Applying these principles, the Court concludes that the tenant did not commit an anticipatory breach of the lease. Although it is true that the July 19 letter stated that the tenant would not be able to financially afford the rental payments for the lease, it did not contain a "definite and final communication" of the tenant's intention to forego its obligations under the lease. To the contrary, the letter indicated that the tenant was fully aware of its lease obligations. First, the tenant asked for the landlord's permission to surrender the lease. If that could not be done, the tenant stated that it would seek a sub-tenant, which was a right expressly allowed the tenant under the lease. Thus, rather than unequivocally repudiating the lease, the tenant's July 19 letter indicated its intention to honor its lease obligations by subleasing the premises. See Canali U.S.A., Inc. v. Solow Building Co., L.L.C., 292 A.D.2d at 170 (tenant "gave no indication of an intent to forego its [lease] obligations, let alone the sort of 'definite and final communication' necessary to justify a claim of anticipatory breach" especially in light of tenant's "letters to the landlord [which]manifested a desire to perform").

Furthermore, the landlord's August 8, 2001 reply to the tenant made clear that the landlord did not consider the tenant's July 19 letter to be an anticipatory breach. In that letter, the landlord acknowledged that the tenant had the right to assign the lease, and specifically indicated that the tenant would be responsible for the payment of any brokerage commissions associated with the assignment. Following that letter, the tenant took steps to comply with its lease obligations. It contacted the broker and instructed him to search for a suitable assignee. The broker subsequently identified Machold and informed the landlord that it had located a proposed subtenant for the tenant. However, rather than allow the tenant to complete negotiations with Machold, the landlord opted instead to deal directly with Machold. By doing so and ultimately entering into a lease with Machold, the landlord never gave the tenant the chance to comply with its lease obligations by finding a suitable subtenant.'

The broker also identified another potential subtenant, prior to Machold, who was rejected by the landlord.

The landlord argues that the tenant had over two months to locate a suitable subtenant, yet failed to do so. However, nothing in the lease requires the tenant to obtain a subtenant within any particular time fi-ame. Of course, had the lease commenced without the tenant having found a subtenant, the tenant would have been obligated to pay rent. However, the parties never reached that point because the landlord opted instead to deal directly with Machold and enter into a new lease.

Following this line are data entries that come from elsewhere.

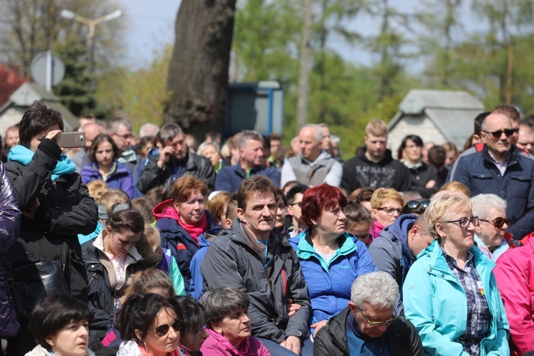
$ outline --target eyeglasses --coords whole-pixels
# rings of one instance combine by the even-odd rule
[[[164,325],[159,325],[155,329],[149,330],[155,332],[156,335],[157,335],[158,337],[162,337],[169,333],[171,327],[172,327],[172,329],[175,332],[178,332],[178,330],[180,330],[180,328],[182,328],[182,321],[179,319],[174,319],[174,321],[173,321],[172,324],[170,325],[169,324],[165,324]]]
[[[458,223],[462,229],[467,229],[469,226],[469,223],[472,224],[473,226],[478,226],[478,216],[471,216],[471,219],[461,218],[458,220],[451,220],[450,221],[444,221],[444,223]]]
[[[394,208],[378,208],[377,210],[382,210],[388,215],[393,215],[393,213],[394,213],[395,211],[397,211],[397,214],[400,214],[400,212],[402,211],[402,209]]]
[[[489,131],[482,130],[483,132],[486,132],[488,135],[491,135],[493,137],[494,139],[499,138],[502,135],[503,132],[504,132],[504,135],[506,135],[507,137],[509,137],[510,136],[513,135],[515,132],[519,132],[519,129],[505,129],[505,130],[498,130],[497,131],[493,131],[493,132],[490,132]]]
[[[510,219],[510,218],[503,218],[503,217],[501,217],[501,216],[497,216],[496,218],[495,218],[493,220],[486,220],[485,219],[479,219],[478,220],[480,220],[481,221],[486,221],[486,222],[491,223],[497,229],[501,229],[501,227],[503,227],[504,226],[505,223],[506,223],[506,225],[508,225],[509,226],[510,226],[510,223],[512,222],[512,219]]]
[[[426,209],[430,205],[430,201],[428,199],[425,200],[410,200],[406,203],[407,206],[410,209],[415,209],[421,205],[422,207]]]
[[[393,315],[391,316],[391,318],[389,318],[387,320],[384,320],[384,321],[370,321],[369,320],[369,318],[367,318],[365,315],[365,314],[363,313],[363,312],[360,308],[360,307],[356,307],[356,308],[358,308],[358,310],[360,310],[360,313],[362,313],[362,315],[365,319],[365,321],[367,322],[367,324],[369,324],[369,326],[370,326],[371,328],[375,328],[377,326],[380,326],[382,325],[389,325],[389,324],[391,324],[392,323],[393,323],[394,321],[395,321],[396,320],[397,320],[399,318],[398,316],[397,316],[395,315]]]

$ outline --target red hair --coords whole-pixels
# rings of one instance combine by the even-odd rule
[[[345,209],[348,204],[347,197],[335,187],[323,183],[310,188],[305,193],[300,203],[302,219],[308,227],[319,219],[323,211],[333,210],[337,207]]]

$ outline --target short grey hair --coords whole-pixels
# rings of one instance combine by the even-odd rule
[[[398,299],[399,286],[387,272],[359,276],[350,288],[350,300],[361,309],[366,303],[380,309],[393,308]]]
[[[239,135],[239,139],[237,141],[237,148],[245,148],[245,146],[246,146],[246,144],[249,140],[259,141],[261,142],[262,146],[265,146],[263,137],[258,131],[254,131],[253,130],[246,130],[243,131]]]
[[[506,212],[506,201],[495,194],[478,194],[471,199],[473,216],[486,219],[491,208]]]
[[[172,139],[179,134],[184,134],[184,130],[182,130],[182,127],[176,124],[166,124],[162,126],[159,132],[157,132],[157,140],[159,141],[159,143],[164,146],[166,142],[172,141]]]
[[[317,124],[308,124],[303,126],[303,128],[300,129],[300,131],[303,130],[308,128],[308,129],[313,129],[313,130],[315,132],[315,140],[318,142],[323,138],[324,137],[324,135],[323,135],[323,129],[321,128],[320,125]],[[299,132],[300,133],[300,132]]]
[[[212,329],[211,323],[221,323],[225,316],[247,309],[250,301],[244,292],[230,287],[218,287],[204,292],[200,303],[205,311],[206,326]]]

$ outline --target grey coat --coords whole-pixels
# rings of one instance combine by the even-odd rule
[[[296,252],[283,236],[273,231],[270,239],[276,239],[272,283],[263,261],[249,246],[236,219],[208,248],[200,268],[204,290],[229,286],[245,292],[251,301],[253,336],[277,343],[288,336],[303,340],[308,331],[311,304],[302,268]],[[288,299],[301,306],[290,318],[286,309]]]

The landlord's reliance on 150/160 Associates v. Mojo-Stumer Architects , Inc., P.C. , 174 A.D.2d 658 (2nd Dept. 1991), is misplaced. In that case, the landlord and the tenant executed a ten year commercial lease. After the lease was executed but before the commencement date, the tenant told the landlord that it would not be taking possession of the premises. After the landlord notified the tenant that it would be held responsible for all damages occasioned by its withdrawal, the landlord and another tenant executed a new lease. The Second Department concluded that under the facts of the case, the tenant had committed an anticipatory breach of the lease. The facts of the case before this Court are entirely different. In 150/1 60 Associates , the tenant told the landlord that it would not be taking possession of the premises. In contrast, the tenant here did not make such an unequivocal repudiation. Rather, the tenant here simply stated that it could not afford the rental payments, and requested the landlord to allow the lease to be surrendered or sublet. Notably, the tenant in 150/160 Associates never stated its intention to find a subtenant or otherwise comply with its lease obligations. Thus, 150/160 Associates is distinguishable.

The landlord also argues that the tenant failed to comply with the various conditions and requirements set forth in the lease for assignments. It is true that the tenant was required to follow certain procedures and obtain the landlord's consent before assigning the premises. However, those requirements are irrelevant because the landlord never gave the tenant the opportunity to comply with them. Had the landlord not entered into the Machold lease, the tenant could well have met all of the lease requirements and entered into a sublease with Machold, or any other suitable subtenant. The landlord also maintains that the tenant could not have assigned the lease to Machold because Machold required different lease provisions necessitating an entirely new lease. However, if that were true, the tenant still could have located another subtenant who was amenable to the subject lease. Having not given the tenant the opportunity to locate an acceptable subtenant, the landlord cannot now complain that the tenant failed to follow the necessary procedures.

Finally, the landlord argues that the tenant's course of conduct, culminating in its unilateral surrender agreement, establishes that the tenant abandoned its tenancy. The landlord's argument, however, ignores the fact that the tenant's surrender of the premises was a result of the landlord's request for a surrender so that it could relet the premises to Machold. As noted, on September 21, 2001, the landlord and Machold entered into a new lease for the premises conditioned upon the execution of a surrender agreement. On September 25, 2001, the landlord sent the tenant a draft termination agreement and told the tenant that it needed to be executed the very next day. Thus, the fact that the tenant signed the surrender agreement was a justified response to the landlord's demands related to the Machold lease. In sum, because the evidence establishes that the tenant did not commit an anticipatory breach of the lease or otherwise abandon the tenancy, the Court denies the landlord's motion for summary judgment on its counterclaim and grants the tenant's cross-motion dismissing the counterclaim.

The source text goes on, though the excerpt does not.